Le premier est un vote parlementaire nécessitant une majorité des deux tiers, soit 400 députés sur 600. Le second, est le vote d’un amendement constitutionnel, soumis ensuite à référendum, qui nécessite les trois cinquièmes des voix des députés, soit 360. Or ces deux procédures sont impossibles à mettre en œuvre aujourd’hui au vu des rapports de force au sein du parlement, puisque l’alliance entre le parti de Recep Tayyip Erdoğan et le parti d’extrême droite nationaliste totalise 319 députés. Dans les deux cas, ces règles constitutionnelles induisent la question du vote des députés du parti kurdiste, fort de 57 députés.

Se pose alors la résolution de la question kurde dont on se souvient qu’une nouvelle séquence a été ouverte le 25 février par l’appel d’Öcalan au dépôt des armes de son organisation, le PKK, et à l’autodissolution de celui-ci. Pour s’acquérir le vote de tout ou partie du vote kurdiste au parlement il faudrait, a minima, que le pouvoir formalise de véritables propositions et engage un dialogue résolu pour parvenir à un compromis négocié. Pour l’instant, il n’en est rien, publiquement tout du moins. Le président turc se contente de phrases générales sur la fraternité des peuples et sur l’impérieuse obligation de ne faire aucune concession aux terroristes du PKK, son ministre de la Défense exige pour sa part le dépôt des armes et l’autodissolution du PKK sans faire la moindre proposition en contrepartie. On ne voit pas pourquoi le DEM envisagerait alors le vote d’une hypothétique modification constitutionnelle. La voie est étroite pour le président turc, car il sait parfaitement que des concessions aux forces kurdistes lui alièneraient les votes nationalistes turcs, pourtant nécessaires à son maintien au pouvoir qui constitue désormais sa principale motivation politique. Ces contradictions, difficilement surmontables, reflètent en réalité l’extrême polarisation de la société turque.

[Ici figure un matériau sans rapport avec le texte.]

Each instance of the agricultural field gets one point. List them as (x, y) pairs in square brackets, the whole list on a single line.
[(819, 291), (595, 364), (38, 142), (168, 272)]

L’arrestation d’Ekrem Imamoğlu et sa mise en détention décidée le 23 mars s’expliquent aussi par la tentative de Recep Tayyip Erdoğan de briser la popularité croissante de ce dernier. L’effet inverse se produit ! Il s’agit ensuite de rendre impossible une convergence approfondie entre le CHP et le DEM qui renforcerait la puissance de l’opposition dans la perspective des futures échéances électorales. Mais sa tentative de disjoindre les deux partis en agitant la carotte d’éventuelles concessions aux forces kurdistes est, à ce jour, un échec puisque le DEM apporte sa pleine solidarité à Ekrem Imamoğlu.

Reste désormais à évaluer la résistance des mobilisations citoyennes dont l’ampleur donne une indication puisque ce sont des centaines de milliers de manifestants qui se regroupent tous les soirs depuis l’arrestation du maire d’Istanbul. La jeunesse y prend une place essentielle et la radicalité des mots d’ordre indique qu’une partie de la population veut en finir avec l’ordre conservateur et liberticide instauré par le régime de Recep Tayyip Erdoğan.